If you have never made cold-process soap before, I strongly suggest you check out the basic cold process soap tutorial first.
Before starting, please read the safety and precautions post, especially since this tutorial requires the handling of caustic soda!
ONE: To prepare the lye, first measure out the water in a heat proof Pyrex jug. Next, in a separate container (I use a little plastic cup for this), weigh out the caustic soda. Make sure you are wearing protective goggles and gloves. Carefully, add the caustic soda to the water (NEVER THE OTHER WAY ROUND!), and avoiding any splashes, stir until the lye water is clear. Add two teaspoons of sodium lactate, which will help harden the soap and set aside to cool.
TWO: In a separate large Pyrex jug, weigh out the coconut oil. Heat in the microwave on high for 1 minute, and then stir until the coconut oil has completely melted.
THREE: Weigh out the olive oil and castor oil to the now-liquid coconut oil, and give the oils another quick stir.

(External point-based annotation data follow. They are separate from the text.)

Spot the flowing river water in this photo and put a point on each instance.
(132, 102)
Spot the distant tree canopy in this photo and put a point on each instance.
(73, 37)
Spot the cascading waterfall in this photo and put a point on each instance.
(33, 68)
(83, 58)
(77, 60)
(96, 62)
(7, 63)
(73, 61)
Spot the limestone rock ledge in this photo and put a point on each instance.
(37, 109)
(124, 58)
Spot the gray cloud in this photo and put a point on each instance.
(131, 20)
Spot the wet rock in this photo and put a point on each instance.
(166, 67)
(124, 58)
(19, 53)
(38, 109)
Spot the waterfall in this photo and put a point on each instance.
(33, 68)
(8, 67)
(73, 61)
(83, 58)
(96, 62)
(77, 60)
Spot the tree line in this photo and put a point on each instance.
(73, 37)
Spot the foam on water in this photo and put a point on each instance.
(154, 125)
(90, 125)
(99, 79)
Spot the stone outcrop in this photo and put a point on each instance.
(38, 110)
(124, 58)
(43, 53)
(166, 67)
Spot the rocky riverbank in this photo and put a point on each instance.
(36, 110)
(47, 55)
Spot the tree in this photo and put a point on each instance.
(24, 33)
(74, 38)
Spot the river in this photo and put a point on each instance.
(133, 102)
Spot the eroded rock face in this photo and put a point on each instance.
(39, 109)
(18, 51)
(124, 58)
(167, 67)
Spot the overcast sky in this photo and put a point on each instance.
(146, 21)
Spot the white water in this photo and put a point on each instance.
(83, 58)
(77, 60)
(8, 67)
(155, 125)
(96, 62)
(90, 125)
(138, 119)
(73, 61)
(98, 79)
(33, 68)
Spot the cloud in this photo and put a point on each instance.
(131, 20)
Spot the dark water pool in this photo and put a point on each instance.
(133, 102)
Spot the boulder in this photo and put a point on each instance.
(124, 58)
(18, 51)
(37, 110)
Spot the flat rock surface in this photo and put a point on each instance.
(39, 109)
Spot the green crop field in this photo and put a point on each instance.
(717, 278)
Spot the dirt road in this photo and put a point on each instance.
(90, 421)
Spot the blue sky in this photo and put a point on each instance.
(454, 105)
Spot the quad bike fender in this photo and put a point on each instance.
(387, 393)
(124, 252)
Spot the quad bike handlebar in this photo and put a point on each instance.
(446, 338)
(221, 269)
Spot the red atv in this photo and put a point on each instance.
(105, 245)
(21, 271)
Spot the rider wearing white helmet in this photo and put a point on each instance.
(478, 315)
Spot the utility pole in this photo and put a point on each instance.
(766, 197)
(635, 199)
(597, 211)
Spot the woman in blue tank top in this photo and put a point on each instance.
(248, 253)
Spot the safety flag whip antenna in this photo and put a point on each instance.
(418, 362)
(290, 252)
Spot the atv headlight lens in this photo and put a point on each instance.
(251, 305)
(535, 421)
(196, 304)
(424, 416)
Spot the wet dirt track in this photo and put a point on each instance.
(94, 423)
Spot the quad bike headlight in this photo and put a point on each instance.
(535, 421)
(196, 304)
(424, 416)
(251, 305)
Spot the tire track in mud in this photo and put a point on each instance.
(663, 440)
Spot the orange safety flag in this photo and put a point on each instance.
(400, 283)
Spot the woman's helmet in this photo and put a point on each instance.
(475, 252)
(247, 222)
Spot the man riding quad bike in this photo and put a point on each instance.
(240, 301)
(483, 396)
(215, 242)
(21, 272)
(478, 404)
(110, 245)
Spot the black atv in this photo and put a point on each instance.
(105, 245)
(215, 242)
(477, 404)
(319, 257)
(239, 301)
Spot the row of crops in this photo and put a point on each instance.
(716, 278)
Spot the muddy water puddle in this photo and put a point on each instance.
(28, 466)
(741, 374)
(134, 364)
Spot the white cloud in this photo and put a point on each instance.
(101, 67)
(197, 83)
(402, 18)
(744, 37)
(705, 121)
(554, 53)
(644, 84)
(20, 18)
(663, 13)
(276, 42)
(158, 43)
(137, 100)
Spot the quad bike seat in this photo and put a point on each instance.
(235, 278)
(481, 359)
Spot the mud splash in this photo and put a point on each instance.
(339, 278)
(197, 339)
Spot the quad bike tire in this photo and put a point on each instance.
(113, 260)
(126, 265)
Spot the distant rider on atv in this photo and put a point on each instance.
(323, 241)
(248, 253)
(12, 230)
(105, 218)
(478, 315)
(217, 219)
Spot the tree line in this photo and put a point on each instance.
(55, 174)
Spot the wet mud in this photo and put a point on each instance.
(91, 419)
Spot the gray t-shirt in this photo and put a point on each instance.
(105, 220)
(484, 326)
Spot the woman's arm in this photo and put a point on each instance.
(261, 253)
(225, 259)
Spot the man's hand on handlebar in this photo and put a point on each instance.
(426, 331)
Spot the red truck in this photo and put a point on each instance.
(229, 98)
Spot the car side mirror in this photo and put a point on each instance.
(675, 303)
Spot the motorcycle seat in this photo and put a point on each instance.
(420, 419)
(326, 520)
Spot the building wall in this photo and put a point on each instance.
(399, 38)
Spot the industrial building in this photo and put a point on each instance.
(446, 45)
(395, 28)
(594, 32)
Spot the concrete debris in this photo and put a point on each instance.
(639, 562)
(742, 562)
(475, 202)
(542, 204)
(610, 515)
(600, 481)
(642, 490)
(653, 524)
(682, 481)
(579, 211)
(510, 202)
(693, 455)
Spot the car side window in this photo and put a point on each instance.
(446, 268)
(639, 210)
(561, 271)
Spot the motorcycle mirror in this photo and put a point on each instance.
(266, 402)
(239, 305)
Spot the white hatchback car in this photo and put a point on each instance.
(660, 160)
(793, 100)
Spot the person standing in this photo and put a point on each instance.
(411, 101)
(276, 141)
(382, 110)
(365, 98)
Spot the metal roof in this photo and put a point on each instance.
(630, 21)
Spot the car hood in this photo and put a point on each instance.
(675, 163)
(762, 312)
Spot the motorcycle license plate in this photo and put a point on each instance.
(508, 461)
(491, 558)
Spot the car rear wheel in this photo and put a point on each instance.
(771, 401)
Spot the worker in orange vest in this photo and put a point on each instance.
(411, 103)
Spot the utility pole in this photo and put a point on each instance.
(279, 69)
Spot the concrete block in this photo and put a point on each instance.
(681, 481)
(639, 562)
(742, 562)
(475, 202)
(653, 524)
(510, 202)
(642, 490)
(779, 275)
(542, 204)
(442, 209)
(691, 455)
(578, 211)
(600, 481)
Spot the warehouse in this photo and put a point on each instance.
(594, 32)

FOUR: Make sure you are still wearing your goggles and gloves. Once the lye has cooled down to room temperature, carefully add it to the oils and then using a stick blender, pulse and stir until the oil/lye mixture has emulsified (does not separate).
FIVE: Mix 2 teaspoons of titanium dioxide with the same amount of water, and add it to the soap. Stir it in well.
SIX: Add the essential oils and keep stick blending the soap mixture until it has thickened to a medium trace.
SEVEN: Using a star shaped cookie cutter, imprint star shapes onto the surface of the soap. Just push it in lightly and lift it out again. Because of the medium consistency, the imprint will leave slight star shaped ridges in the soap.
EIGHT: Give the surface of the soap a spray with 99% isopropyl alcohol, this will avoid soap ash from forming on the surface. Leave the soap to harden in the mold for a couple of days.
NINE: After 2 or 3 days, check if the soap has hardened and isn’t sticky and soft anymore. Carefully unmold, and leave to dry out for another couple of days before cutting it into bars. The bars of soap will need a further 8 weeks to cure before they are ready for use.
- 650g olive oil
- 300g coconut oil
- 50g castor oil
- 141g caustic soda
- 2 teaspoons sodium lactate
- 2 teaspoons titanium dioxide
- 20 ml pine essential oil
- 15 ml litsea cubeba essential oil
- 5 ml spearmint essential oil
- Measure out 280 ml of water into a heat proof Pyrex jug. Weigh out 141 g of caustic soda and carefully add it to the water, avoiding any splashes. Gently stir until all the caustic soda has dissolved and the lye water is clear.
- Add 2 teaspoon of sodium lactate to the lye water. Set the lye aside to cool down.
- In a large heat proof Pyrex jug, weigh out the coconut oil. Heat in microwave for 1 minute on high, and then stir until the coconut oil has fully melted.
- Add the olive oil and castor oil to the now-liquid coconut oil and give it another quick stir.
- Once the lye has cooled down to room temperature, and making sure you are still wearing protective goggles and gloves, carefully add the lye to the oils.
- Using a stick blender, pulse and stir until the oil/lye mixture has emulsified.
- Mix 2 teaspoons of titanium dioxide with 2 teaspoons of water, and stir it into the emulsion.
- Add the essential oils and keep stick blending until the soap mixture has thickened to a medium trace.
- Pour the soap into the mold and with a star shaped cookie cutter, imprint stars onto the surface of the soap. Give the surface a quick spray with isopropyl alcohol.
- Leave to harden in the mold for a couple of days.
- After 2-3 days, check if the soap is firm enough to unmold. Remove from mold and leave to dry for another couple of days, before cutting into bars. The bars will need further curing for about 8 weeks until ready for use.